Abstract 15120: Anacetrapib Alters Triglyceride Trafficking and Clearance in Rhesus Macaques: Interrogating the Mechanism Behind V/LDL-Cholesterol Reduction

Abstract

Cholesterol Ester Transfer Protein (CETP) facilitates the exchange of cholesteryl esters and triglycerides (TG) between HDL particles and apoB containing lipoproteins. Assessment of CETP activity has been mainly based upon in vitro transfer assays and, therefore, may not reflect the activity of CETP mediated exchange in vivo. Novel isotope tracer methods were developed to study the transfer of lipids in vivo. We used these techniques to systematically study lipid fluxes in lipoprotein particles from fed and fasted rhesus macaques before and after 10 days of treatment with the CETPi , anacetrapib. In two separate studies, dual isotopes of oleic acid, [²H₁₁] p.o. in heavy cream and [¹³C₁₈]i.v., were administered before and after treatment with anacetrapib 150 mg/kg Q.D.. Plasma samples, collected at eight times postprandially and at 24 h, were analyzed for total cholesterol and TG using biochemical methods, and lipoprotein fractions were analyzed for isotope labeled lipids using liquid chromatography and mass spectrometry.

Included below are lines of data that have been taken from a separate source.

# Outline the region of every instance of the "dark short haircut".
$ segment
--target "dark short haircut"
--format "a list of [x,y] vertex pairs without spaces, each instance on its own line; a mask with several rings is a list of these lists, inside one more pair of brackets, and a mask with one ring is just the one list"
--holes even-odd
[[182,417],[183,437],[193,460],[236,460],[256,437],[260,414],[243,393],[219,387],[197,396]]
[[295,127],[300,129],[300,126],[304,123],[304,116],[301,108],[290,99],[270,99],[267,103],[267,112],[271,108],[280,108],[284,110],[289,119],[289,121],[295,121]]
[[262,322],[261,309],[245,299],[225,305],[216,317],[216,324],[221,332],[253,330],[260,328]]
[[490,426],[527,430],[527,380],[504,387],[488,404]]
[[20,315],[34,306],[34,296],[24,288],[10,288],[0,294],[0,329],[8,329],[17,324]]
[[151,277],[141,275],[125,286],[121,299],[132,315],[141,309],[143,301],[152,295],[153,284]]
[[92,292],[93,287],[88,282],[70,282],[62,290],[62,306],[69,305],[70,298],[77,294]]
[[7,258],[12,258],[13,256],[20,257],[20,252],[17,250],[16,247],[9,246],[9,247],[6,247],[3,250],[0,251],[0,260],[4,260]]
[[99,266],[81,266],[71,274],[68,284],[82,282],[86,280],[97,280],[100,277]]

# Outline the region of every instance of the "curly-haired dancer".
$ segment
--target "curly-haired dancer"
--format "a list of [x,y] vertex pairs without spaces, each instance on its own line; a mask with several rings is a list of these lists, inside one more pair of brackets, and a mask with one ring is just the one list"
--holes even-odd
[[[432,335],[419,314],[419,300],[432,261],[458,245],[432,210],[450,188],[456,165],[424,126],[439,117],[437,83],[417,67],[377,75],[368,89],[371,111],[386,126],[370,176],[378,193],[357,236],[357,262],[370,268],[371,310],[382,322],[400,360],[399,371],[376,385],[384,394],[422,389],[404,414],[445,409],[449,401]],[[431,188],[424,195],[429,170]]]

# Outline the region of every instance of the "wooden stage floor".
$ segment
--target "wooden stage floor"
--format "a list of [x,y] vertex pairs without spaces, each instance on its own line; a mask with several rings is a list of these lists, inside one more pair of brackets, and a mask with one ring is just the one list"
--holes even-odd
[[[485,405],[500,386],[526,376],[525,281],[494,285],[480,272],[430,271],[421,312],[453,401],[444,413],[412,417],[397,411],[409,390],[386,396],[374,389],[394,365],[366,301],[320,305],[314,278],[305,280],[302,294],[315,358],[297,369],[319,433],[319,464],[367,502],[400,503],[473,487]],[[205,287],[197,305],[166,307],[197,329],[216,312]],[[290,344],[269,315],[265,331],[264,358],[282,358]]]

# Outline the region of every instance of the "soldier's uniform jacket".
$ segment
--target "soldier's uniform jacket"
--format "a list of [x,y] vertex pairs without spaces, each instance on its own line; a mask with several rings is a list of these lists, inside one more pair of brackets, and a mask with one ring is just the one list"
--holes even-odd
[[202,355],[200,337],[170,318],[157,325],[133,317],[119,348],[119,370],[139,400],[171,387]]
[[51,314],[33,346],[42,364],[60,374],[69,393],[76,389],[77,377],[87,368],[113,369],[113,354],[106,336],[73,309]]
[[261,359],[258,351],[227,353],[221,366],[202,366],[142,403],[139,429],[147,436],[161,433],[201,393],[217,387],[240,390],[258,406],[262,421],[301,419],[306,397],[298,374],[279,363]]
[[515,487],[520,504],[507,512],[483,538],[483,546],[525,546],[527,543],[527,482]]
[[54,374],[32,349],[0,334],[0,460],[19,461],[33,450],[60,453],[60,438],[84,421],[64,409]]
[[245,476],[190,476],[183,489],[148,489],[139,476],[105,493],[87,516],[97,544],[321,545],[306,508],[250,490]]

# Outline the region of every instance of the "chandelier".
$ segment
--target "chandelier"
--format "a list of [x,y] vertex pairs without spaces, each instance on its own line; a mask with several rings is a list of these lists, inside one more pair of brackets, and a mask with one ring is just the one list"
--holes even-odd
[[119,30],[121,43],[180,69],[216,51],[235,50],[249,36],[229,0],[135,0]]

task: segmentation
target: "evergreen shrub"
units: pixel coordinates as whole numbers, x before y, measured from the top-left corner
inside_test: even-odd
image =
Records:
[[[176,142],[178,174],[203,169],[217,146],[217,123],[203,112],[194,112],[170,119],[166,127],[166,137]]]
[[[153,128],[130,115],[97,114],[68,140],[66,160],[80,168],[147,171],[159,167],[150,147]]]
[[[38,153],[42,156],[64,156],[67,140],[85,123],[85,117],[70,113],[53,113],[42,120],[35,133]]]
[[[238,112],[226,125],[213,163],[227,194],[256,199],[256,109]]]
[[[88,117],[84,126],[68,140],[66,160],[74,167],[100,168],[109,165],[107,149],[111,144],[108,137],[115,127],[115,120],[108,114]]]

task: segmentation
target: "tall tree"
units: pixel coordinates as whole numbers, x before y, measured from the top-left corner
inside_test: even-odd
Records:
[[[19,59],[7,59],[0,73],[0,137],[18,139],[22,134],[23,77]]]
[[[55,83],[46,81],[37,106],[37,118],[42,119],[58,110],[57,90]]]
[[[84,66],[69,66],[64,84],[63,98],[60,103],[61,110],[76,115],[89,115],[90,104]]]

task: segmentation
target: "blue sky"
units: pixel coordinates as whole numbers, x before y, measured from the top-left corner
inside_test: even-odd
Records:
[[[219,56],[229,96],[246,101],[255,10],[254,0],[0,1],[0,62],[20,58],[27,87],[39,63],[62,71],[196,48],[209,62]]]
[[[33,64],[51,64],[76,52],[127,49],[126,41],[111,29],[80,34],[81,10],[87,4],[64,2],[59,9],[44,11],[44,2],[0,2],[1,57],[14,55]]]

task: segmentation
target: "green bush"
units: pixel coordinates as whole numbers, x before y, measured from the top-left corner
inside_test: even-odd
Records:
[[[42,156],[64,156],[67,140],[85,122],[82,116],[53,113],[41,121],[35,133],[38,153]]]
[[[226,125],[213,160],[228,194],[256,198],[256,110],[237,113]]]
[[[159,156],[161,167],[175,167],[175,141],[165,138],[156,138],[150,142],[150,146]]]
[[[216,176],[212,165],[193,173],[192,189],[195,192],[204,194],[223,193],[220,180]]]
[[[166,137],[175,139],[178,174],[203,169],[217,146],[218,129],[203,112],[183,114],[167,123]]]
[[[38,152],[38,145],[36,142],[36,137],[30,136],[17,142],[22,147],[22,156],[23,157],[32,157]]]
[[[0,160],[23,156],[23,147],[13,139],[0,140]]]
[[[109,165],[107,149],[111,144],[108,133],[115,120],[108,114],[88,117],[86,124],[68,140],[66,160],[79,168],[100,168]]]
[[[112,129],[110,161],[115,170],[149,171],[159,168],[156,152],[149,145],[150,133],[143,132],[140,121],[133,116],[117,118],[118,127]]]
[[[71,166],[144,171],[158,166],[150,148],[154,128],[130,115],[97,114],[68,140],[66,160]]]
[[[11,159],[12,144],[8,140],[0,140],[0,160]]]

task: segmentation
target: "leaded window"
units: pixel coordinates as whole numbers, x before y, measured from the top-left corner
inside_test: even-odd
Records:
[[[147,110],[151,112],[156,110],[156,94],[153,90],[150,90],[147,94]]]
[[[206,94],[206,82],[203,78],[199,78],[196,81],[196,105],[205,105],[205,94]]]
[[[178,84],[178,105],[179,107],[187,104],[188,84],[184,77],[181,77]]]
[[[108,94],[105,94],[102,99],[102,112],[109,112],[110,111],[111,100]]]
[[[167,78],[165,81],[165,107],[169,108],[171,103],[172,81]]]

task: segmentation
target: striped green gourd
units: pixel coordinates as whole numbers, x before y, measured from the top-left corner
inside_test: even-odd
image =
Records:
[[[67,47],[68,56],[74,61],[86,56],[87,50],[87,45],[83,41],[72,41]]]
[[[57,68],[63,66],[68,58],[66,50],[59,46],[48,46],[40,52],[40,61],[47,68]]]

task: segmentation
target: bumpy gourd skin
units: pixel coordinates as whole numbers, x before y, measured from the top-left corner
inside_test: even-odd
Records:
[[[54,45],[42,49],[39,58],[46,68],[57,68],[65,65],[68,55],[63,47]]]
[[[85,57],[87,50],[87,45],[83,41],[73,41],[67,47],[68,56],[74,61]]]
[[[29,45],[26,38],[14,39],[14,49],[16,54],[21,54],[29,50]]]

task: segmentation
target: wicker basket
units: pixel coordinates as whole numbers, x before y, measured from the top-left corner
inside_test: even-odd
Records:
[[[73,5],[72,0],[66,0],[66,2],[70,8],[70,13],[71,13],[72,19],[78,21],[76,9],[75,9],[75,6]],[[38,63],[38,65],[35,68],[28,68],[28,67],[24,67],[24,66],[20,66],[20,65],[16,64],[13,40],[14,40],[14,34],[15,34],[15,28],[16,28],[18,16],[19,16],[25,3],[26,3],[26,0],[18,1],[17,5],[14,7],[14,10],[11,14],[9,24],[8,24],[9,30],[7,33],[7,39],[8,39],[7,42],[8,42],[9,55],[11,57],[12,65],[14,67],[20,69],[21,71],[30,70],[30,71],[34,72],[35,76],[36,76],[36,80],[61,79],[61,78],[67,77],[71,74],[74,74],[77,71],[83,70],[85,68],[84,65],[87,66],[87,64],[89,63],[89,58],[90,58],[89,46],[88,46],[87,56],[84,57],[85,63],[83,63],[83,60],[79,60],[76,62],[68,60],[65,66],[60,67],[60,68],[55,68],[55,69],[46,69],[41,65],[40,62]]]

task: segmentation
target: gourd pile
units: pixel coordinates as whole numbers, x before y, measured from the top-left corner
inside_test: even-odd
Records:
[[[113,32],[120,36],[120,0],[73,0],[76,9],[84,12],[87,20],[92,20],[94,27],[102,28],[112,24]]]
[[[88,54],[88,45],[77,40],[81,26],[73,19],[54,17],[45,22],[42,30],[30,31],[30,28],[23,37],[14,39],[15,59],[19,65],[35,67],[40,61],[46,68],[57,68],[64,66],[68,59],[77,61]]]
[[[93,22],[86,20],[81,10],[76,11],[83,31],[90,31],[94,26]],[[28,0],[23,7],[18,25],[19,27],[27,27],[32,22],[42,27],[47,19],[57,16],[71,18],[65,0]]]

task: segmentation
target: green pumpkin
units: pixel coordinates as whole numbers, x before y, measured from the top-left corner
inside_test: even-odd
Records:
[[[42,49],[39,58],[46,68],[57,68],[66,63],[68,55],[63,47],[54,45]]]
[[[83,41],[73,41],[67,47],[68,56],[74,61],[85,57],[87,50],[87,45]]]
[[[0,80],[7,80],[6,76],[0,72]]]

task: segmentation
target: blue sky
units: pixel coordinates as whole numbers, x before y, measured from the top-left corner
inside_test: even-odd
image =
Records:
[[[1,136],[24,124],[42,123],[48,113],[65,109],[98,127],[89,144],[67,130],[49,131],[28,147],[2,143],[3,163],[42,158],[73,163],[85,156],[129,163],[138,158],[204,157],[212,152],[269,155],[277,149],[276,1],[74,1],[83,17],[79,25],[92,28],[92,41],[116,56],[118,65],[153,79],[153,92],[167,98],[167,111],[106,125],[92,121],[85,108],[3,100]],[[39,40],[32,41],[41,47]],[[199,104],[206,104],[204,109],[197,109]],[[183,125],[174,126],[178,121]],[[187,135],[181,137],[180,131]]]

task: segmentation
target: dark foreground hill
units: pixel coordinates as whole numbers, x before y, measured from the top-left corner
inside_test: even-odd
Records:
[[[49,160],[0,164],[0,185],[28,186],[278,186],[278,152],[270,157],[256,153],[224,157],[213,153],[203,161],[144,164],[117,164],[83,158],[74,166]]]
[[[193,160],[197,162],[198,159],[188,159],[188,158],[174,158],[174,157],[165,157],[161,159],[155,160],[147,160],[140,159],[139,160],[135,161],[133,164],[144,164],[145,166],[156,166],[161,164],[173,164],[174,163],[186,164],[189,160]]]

Treatment with anacetrapib increased total plasma cholesterol by >70%, and HDL cholesterol by >110%. A >90% (p<0.01) decrease in newly synthesized TG transfer to HDL was observed with anacetrapib treatment, reflecting a decrease in CETP activity. This was calculated based on labeled TG in non-HDL as the substrate and labeled-TG in HDL as the product of CETP activity. In addition, the 1 hour post-prandial HDL TG pool size was decreased by >85% (p<0.001). An effect of anacetrapib on overall TG clearance is further implied since circulating levels of total plasma TG reach baseline level within 2 hours with treatment compared with 5 hours on vehicle. In support of this, we have found a temporal change in PCSK9 levels, as measured by ELISA, suggesting a link of anacetrapib to increased clearance of TG rich particles. Tracking these changes in lipid trafficking has shed light on a possible mechanism to explain how anacetrapib reduces V/LDL-cholesterol in rhesus macaques. These findings are consistent with the increase in VLDL apoB FCR observed in a clinical lipoprotein kinetic study with anacetrapib.